“I had to put the oxygen mask on myself before assisting others” – that’s what Sarah told me about life after a 30-year failed marriage. Essentially, what she was saying is she had to give herself some much-needed self-love before she could be of help to anyone else. I know St. Valentine’s day is coming and it seems the world is pressuring every single out there. If you don’t have a date planned, take the time to treat the most special someone in your life-yourself.
Self-love is at the core of what lifestyle choices we make, what relationships we get into, how successful we can be in our careers and more. This is why the first step of every journey should come from a place of love. In fact, self-love should guide us every step of the way. Here are five robust practices that will help you get started.
If you are not self-aware, you are not in a position to distinguish which are the situations where you show a lack of self-love. As writer Eckhart Tolle has put it: “Be the silent watcher of your thoughts and behaviour.” Through observation of your thought patterns and your self-talk, you will see whether you are kind to yourself or judgemental.
Whatever it is that you come to observe, you have to accept it. Don’t try to fight your negative self-talk with more thoughts that put you down. Instead, recognise that this is how you have been treating yourself up until now but it does not need to be this way anymore. Make a conscious decision to change it. I always like to remind myself that self-love is treating yourself the way you’d treat a dear friend. Would you ever intentionally say something harsh or offensive to a loved one? So why would you say it to yourself?

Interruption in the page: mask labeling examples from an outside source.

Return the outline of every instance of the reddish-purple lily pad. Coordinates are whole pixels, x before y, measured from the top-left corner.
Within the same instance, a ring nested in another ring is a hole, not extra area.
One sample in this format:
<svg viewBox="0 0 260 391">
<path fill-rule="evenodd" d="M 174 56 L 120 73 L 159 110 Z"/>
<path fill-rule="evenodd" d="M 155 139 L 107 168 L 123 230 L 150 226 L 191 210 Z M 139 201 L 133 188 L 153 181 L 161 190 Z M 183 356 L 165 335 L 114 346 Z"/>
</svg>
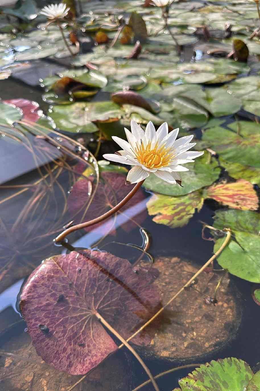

A big part of acceptance is also being open and honest about your shortcomings. Yes, we all have them and they are completely natural. As strange as it might sound, make a list of your flaws. No judgement, just be an observer. Then, go over your list and try to forgive yourself for each point on it. Accept that you are the way you are but these wrongs do not define you as long as you are making your best effort to work on and improve yourself.
3. Awesomeness jar
Now that you have cleared up your weaknesses, it is time to give yourself some credit for your strong sides. Often times we put much more energy into beating ourselves up for a mistake than into celebrating our daily victories. Here’s an idea I learned from Tim Ferriss that I have recommended to many over the years. Fill a jar, or bowl, or whatever object you fancy, with notes, writing on each of them something amazing you have done, achieved, tried. Let this be “a kind reminder to be kind to yourself”. Whenever you become aware of belittling self-talk, let go and grab a note from your jar of awesomeness. Yes, I am sure you have much more to be proud of than to resent.
4. Prioritise self-care
Self-care is an outward expression of our inner self-love. It is not to be mistaken with keeping up with appearances to prove yourself to others. Honest self-care is done for the self, regardless of how someone else might see it. This can be something as small as taking 15 minutes to yourself, to meditate and collect your mind; or going to bed early so you can wake-up well-rested. Self-care is in the food you pick – whether it is nourishing or full of empty calories. You can dedicate a day to self-care, even if that day happens once a month, or every three months. A day to pamper yourself with a hair mask, a face massage, at-home aromatherapy and music that you enjoy.
5. Follow a passion
Honestly, I think making the time for our passions, or even the time to explore what these are if we think that we don’t have any, is still part of self-care. I’m setting it aside because it does deserve to be highlighted. When we put our drive into something we care about, we are doing ourselves, and the world, a service. It is through our passions that we are able to realise the most of our potential and be the best version of ourselves. The more we do what we love, the happier we are with ourselves. And let me just tell you – violence, arrogance, and bullying can never come from a place of self-love.
Next time someone tries to equate (beware, that someone might be you) self-love to selfishness, think of this fundamental difference: self-love lets us connect to our highest self which is the greatest good we can ever do for others. Give yourself the love you might be longing for from someone else and you will receive it back multiplied. Why? Because what we focus on grows. So focus on self-love.